気絶したり怪我で動けなくなったらしい学生たちが大勢廊下に放置されたままになっていて、呻き声やら飛び散った血の生臭い匂いとで地獄のようになっている廊下。その先に、扉が木っ端微塵に吹き飛ばされて開いたままの部屋があった。
ゼムナスは迷うことなくその部屋へと近づいて行き、
「全く。お前と言う奴は……」
「………ハハッ、遅かったじゃねぇかクソジジィ」
廊下と同じように多くの生徒が倒れ、壁と天井は滅茶苦茶に焼け爛れてボロボロになった部屋の中央。椅子に鎖で縛り付けられる形で捕えられた彼は居た。
「これだけの人数を………たった一人で」
あとから入ってきたジャックも、部屋の惨状を見て思わずそう呟いた。
この中で一番ボロボロで、全身から血を流して顔には青アザまでつくっていたクザンはいつも通りの不敵な笑みを浮かべて続けた。
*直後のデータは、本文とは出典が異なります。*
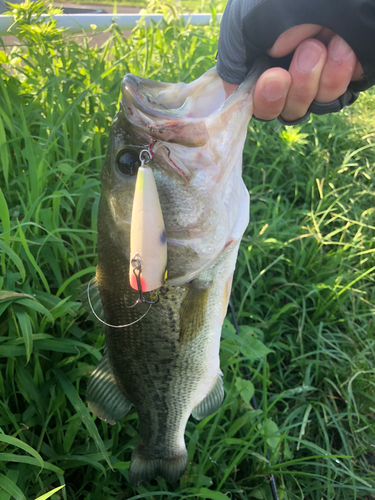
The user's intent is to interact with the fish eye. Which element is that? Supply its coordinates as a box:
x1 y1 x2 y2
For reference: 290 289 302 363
116 150 141 175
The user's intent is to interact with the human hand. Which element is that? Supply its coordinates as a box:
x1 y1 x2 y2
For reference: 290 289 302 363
223 24 363 122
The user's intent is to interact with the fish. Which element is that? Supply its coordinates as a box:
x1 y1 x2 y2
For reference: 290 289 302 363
87 60 261 487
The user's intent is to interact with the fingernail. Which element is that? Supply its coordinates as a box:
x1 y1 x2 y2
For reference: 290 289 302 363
263 80 286 101
297 42 323 73
328 35 352 61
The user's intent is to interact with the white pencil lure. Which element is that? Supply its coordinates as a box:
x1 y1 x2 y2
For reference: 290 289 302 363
129 150 167 296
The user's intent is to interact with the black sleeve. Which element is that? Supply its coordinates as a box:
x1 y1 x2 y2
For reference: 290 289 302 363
217 0 375 90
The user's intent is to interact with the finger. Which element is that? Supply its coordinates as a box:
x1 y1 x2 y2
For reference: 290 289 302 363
352 61 364 81
315 35 357 102
281 38 327 121
253 68 292 120
267 24 322 57
314 28 335 47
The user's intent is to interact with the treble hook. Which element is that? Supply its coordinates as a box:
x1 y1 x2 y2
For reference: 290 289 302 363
139 149 152 167
124 253 159 309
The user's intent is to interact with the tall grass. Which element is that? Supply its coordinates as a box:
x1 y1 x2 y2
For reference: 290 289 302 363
0 3 375 500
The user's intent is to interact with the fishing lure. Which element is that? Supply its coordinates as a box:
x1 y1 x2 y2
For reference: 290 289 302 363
129 149 167 294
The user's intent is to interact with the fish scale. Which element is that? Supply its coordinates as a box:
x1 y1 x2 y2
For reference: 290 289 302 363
87 60 260 486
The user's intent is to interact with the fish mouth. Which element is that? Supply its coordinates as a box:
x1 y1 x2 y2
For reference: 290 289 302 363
121 68 225 148
122 68 225 120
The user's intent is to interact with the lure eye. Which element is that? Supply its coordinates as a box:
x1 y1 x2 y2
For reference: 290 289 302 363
117 151 141 175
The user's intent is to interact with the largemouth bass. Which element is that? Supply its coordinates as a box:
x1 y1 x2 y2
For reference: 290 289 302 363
88 64 258 486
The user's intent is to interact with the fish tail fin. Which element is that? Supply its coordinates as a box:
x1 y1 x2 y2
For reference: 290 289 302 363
129 444 187 487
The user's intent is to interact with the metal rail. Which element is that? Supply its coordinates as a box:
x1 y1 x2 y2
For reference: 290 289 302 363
0 14 221 36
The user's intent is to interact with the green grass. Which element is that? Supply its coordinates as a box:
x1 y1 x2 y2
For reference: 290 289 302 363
57 0 222 12
0 0 375 500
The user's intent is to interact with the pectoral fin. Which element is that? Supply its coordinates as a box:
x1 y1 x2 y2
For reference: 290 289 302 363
179 282 210 344
87 354 132 425
191 372 224 420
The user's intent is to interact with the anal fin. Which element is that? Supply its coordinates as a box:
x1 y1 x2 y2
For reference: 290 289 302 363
191 372 224 420
87 354 132 425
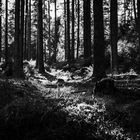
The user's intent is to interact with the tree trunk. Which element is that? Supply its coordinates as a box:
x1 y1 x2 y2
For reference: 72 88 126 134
14 0 23 78
137 0 140 52
0 0 2 62
93 0 105 80
133 0 137 24
77 0 80 59
27 0 32 60
64 0 68 60
67 0 71 63
53 0 57 62
37 0 45 73
83 0 91 59
110 0 118 74
71 0 75 61
5 0 8 64
48 0 51 58
24 0 28 59
20 0 24 69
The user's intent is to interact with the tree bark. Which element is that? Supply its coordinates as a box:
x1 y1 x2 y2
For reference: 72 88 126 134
67 0 71 63
93 0 106 80
71 0 75 61
5 0 8 64
110 0 118 74
137 0 140 52
83 0 91 59
37 0 45 73
27 0 32 60
14 0 24 78
77 0 80 59
0 0 2 62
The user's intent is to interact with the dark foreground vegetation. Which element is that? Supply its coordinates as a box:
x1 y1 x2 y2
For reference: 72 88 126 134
0 63 140 140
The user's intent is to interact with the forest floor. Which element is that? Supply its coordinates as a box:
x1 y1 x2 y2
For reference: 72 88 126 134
0 59 140 140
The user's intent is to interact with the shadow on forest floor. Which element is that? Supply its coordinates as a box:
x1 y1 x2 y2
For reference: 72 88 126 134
0 79 140 140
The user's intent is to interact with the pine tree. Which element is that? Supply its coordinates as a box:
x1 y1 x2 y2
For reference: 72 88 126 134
14 0 24 78
93 0 105 80
0 0 2 62
37 0 45 73
83 0 91 59
5 0 8 64
71 0 75 61
110 0 118 74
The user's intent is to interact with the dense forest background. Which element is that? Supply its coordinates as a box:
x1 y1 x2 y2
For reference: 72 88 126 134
0 0 140 79
0 0 140 140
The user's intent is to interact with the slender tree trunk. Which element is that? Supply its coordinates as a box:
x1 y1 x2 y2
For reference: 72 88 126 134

「もう開戦してるんだろ? 俺ァもう参加出来ねぇだろうけど、連れてってくれよ。見届けたい」
「無論、最初からそのつもりじゃ」
ゼムナスがクザンの傷を魔法で治し、ジャックが身体を拘束していた鎖を刀にて一瞬で叩き斬る。
そして椅子からゆっくりと立ち上がるクザンを横にゼムナスは当たりを見回して一言。
「まずは此方を何とかせにゃならんがな」
クザンが再起不能にした生徒、およそ30人を治療して拘束しなければならないと、ゼムナスは深い溜め息をつくのだった。